- Directed by: Gaurav Madan
- Written by: Sunny Lahiri Gaurav Madan
- Starring: Gyanendra Tripathi Geetika Vidya Ohlyan Bhumika Dube Harish Khanna Akash Sinha Prithvi Singh Aashit Chatterjee
- Release date: 24 May 2024;
- Country: India
- Language: Hindi

= Barah x Barah =

Barah x Barah is a 2024 Indian Hindi-language film directed by Gaurav Madan. It stars Gyanendra Tripathi, Geetika Vidya Ohlyan, Bhumika Dube. The movie depicts life in Varanasi, one of India's oldest cities as it undergoes gradual changes.

== Cast ==

- Gyanendra Tripathi as Sooraj
- Geetika Vidya Ohlyan as Mansi
- Bhumika Dube as Meena
- Harish Khanna as Parbat
- Akash Sinha as Dubey
- Prithvi Singh as Anshuman
- Aashit Chatterjee as Tathagata

== Plot ==
A "death photographer" (who takes the final images of the deceased before cremation) struggles with the impermanence of life at Varanasi’s Manikarnika Ghat. With the rise of smartphones, his profession is becoming obsolete, leading him to confront the loss of meaning in his work and consider migrating for a more secure future.

== Reception ==
Dhaval Roy of The Times of India rated the film 3 out of 5 stars and wrote, "The actors perfectly capture the restrained vein with their understated performances.
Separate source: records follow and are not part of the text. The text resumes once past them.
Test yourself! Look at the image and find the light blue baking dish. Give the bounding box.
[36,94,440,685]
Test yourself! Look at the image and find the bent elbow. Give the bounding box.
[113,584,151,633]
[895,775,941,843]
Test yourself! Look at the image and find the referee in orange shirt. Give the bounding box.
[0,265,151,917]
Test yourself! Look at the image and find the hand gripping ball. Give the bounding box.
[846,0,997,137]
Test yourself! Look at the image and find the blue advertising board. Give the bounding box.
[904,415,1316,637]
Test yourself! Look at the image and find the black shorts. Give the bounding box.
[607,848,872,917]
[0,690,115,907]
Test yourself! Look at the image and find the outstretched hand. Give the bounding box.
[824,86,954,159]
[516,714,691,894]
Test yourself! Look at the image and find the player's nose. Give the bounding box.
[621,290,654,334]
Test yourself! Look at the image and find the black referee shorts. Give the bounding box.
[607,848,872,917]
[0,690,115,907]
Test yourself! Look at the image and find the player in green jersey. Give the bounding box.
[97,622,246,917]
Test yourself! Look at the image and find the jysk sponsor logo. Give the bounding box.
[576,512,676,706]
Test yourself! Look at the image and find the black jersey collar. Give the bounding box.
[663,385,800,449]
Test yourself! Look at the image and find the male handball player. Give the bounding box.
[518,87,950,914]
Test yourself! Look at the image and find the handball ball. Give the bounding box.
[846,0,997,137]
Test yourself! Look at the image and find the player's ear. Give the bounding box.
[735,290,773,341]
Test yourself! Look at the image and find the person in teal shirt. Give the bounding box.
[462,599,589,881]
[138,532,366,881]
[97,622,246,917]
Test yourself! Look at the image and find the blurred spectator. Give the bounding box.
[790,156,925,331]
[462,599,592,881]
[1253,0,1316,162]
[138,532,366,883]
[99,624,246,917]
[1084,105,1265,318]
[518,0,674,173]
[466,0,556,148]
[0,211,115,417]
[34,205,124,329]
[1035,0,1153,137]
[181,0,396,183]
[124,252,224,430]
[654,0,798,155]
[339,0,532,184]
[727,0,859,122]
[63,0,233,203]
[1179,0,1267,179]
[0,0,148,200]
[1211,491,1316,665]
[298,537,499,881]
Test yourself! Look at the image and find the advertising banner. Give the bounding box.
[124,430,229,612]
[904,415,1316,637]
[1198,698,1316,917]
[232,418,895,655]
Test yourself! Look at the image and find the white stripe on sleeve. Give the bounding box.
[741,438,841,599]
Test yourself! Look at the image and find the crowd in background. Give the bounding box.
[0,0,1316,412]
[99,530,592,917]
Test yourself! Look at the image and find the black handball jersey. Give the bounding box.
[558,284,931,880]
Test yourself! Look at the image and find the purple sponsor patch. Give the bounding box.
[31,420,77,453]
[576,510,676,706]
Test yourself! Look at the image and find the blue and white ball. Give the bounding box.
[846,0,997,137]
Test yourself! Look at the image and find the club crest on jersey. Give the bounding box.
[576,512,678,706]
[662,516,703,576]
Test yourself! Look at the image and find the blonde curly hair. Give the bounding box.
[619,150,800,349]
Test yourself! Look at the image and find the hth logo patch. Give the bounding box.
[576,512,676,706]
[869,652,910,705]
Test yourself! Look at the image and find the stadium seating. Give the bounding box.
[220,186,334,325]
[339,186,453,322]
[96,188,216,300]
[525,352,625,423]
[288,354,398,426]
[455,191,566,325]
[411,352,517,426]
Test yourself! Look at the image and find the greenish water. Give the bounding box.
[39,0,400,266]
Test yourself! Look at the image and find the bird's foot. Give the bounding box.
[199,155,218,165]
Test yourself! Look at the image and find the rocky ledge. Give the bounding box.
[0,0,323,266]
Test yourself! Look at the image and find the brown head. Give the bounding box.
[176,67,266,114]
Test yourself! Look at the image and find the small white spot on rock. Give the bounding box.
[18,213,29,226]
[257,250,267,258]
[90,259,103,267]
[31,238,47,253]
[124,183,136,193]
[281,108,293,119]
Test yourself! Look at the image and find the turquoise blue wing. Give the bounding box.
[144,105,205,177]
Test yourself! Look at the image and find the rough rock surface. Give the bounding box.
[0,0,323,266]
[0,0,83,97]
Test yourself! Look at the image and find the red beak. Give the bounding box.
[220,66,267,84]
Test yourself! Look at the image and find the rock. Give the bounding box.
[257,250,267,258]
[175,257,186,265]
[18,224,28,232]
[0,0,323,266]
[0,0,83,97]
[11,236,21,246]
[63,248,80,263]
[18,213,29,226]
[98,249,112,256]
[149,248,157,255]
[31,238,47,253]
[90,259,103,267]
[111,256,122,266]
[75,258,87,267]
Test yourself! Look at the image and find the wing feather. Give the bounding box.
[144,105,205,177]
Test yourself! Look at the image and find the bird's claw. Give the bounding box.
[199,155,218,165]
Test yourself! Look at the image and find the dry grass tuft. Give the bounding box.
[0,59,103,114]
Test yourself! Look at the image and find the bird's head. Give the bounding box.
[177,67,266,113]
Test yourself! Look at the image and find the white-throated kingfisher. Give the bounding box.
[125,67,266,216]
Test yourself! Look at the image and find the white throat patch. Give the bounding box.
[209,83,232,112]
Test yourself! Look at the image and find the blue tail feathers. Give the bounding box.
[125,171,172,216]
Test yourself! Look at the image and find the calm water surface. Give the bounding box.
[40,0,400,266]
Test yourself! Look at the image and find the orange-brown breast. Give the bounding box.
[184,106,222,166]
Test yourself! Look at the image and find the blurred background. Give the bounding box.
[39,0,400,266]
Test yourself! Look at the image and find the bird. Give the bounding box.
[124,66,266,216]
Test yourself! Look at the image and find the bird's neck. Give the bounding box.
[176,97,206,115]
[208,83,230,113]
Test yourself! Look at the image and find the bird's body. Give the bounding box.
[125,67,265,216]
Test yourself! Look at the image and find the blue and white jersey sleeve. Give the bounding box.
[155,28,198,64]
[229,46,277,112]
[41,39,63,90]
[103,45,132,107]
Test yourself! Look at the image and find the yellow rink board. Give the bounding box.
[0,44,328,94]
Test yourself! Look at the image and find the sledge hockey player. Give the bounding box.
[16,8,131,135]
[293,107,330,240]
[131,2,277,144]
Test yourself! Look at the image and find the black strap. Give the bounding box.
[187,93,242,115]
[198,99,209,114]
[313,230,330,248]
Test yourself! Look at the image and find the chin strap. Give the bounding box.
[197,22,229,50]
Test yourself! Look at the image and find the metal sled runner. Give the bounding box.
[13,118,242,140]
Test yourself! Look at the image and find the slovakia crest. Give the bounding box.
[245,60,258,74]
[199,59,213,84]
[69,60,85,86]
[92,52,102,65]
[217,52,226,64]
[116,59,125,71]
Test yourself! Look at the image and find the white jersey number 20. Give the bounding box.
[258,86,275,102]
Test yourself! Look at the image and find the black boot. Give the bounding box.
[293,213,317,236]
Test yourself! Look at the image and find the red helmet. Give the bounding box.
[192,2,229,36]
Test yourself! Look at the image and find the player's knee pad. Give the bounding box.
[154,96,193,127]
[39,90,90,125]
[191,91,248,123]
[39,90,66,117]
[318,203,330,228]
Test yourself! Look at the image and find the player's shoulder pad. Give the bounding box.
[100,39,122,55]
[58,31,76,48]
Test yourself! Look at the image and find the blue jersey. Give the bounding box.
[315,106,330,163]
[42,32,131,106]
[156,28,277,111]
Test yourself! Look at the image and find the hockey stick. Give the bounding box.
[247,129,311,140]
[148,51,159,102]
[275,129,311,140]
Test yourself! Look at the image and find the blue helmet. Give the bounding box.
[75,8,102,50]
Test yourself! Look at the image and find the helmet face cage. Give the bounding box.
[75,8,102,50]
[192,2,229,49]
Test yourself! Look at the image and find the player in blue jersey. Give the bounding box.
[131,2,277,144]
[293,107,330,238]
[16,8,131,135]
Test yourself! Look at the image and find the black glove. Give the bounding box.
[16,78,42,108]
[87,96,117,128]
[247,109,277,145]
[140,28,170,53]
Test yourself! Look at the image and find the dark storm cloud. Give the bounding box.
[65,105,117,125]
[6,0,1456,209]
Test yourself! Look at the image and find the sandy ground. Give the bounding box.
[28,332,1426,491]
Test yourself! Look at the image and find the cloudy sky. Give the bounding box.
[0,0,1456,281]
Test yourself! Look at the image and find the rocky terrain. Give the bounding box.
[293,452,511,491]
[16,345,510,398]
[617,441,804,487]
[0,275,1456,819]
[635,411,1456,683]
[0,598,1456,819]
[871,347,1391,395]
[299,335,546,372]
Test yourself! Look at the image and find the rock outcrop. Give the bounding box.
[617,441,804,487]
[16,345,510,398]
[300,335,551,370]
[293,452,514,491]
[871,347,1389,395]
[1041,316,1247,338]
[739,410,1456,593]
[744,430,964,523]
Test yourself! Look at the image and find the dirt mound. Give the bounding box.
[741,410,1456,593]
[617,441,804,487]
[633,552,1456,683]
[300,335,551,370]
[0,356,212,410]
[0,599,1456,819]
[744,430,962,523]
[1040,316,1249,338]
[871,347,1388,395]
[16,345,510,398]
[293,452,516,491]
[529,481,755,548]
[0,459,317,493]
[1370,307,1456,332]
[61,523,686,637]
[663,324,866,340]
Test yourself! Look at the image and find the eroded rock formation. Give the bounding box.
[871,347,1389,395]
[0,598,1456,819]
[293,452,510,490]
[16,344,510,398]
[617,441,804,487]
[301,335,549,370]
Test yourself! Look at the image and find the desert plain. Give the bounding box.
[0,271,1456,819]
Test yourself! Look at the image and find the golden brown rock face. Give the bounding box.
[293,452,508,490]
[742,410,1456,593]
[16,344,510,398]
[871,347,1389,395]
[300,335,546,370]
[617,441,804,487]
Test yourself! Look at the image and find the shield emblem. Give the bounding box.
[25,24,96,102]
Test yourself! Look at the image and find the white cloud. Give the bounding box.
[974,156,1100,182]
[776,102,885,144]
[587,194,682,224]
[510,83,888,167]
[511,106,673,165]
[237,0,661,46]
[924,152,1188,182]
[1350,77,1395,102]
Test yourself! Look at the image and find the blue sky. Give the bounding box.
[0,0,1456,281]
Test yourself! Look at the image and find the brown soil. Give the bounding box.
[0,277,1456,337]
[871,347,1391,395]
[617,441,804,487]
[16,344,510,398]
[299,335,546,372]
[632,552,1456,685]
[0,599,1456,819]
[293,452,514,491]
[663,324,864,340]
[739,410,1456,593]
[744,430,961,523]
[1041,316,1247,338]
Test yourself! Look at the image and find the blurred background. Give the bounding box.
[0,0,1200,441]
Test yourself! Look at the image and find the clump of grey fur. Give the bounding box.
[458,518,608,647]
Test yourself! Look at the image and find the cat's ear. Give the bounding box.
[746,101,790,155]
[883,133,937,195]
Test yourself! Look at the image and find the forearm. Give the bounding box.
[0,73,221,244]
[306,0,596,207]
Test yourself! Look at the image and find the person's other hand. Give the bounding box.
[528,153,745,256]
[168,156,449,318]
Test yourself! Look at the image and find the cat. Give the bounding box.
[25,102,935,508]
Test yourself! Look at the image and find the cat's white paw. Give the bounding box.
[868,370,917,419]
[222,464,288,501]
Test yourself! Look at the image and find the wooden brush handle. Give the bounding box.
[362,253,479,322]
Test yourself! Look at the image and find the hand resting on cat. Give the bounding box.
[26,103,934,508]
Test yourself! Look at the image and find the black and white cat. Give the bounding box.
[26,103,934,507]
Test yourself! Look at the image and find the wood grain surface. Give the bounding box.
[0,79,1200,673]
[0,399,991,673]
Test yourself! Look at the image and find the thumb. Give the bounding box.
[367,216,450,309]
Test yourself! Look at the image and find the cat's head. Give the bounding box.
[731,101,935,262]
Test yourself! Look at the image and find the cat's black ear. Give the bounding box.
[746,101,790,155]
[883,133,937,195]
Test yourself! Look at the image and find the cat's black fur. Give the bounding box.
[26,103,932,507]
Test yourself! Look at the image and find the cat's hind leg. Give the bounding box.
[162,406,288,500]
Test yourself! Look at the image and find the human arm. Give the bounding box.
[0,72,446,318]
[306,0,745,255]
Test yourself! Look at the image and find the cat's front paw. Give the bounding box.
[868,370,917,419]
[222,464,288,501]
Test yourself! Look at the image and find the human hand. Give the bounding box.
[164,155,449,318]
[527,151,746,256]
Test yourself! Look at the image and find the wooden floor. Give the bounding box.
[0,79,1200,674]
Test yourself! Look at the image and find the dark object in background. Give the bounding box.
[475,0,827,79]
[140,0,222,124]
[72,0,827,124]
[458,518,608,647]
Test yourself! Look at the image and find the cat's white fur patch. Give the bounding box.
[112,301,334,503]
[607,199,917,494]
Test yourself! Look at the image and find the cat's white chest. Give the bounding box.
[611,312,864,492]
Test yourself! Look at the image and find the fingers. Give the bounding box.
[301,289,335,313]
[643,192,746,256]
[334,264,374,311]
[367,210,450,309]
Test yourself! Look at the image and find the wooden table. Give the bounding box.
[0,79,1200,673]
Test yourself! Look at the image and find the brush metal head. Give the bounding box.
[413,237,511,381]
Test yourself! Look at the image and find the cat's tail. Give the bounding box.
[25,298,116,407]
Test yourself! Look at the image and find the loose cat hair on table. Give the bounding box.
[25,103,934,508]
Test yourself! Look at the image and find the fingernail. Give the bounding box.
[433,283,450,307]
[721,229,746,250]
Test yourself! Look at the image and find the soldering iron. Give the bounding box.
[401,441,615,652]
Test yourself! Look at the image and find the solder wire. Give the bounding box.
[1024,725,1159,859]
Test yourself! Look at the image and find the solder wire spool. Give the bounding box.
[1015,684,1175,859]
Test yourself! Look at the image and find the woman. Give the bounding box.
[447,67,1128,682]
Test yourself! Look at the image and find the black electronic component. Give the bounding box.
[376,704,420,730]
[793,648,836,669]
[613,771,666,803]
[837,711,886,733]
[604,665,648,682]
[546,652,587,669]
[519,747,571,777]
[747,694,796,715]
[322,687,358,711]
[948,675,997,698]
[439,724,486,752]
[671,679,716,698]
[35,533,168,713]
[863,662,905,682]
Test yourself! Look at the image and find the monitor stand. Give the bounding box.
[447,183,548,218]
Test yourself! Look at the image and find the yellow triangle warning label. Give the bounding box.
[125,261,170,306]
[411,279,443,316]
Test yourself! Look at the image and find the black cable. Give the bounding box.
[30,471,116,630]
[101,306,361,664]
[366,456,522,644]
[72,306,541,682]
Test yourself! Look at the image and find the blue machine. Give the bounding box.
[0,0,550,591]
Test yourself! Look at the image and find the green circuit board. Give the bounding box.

Gyanendra Tripathi and Bhumika Dube stand out as a gentle couple deeply in love and appreciative of each other. Geetika Vidya Ohlyan, as an independent woman and a loving sister, is powerful. Harish Khanna, as a traditional man, delivers an impactful performance.

While the film’s pacing and lack of flashy visuals might feel slow for those seeking fast-paced narratives, it rewards patient viewers with a meditative exploration of change, mortality, and family dynamics."

== Release ==
Barah x Barah was released in theatres on 24 May 2024.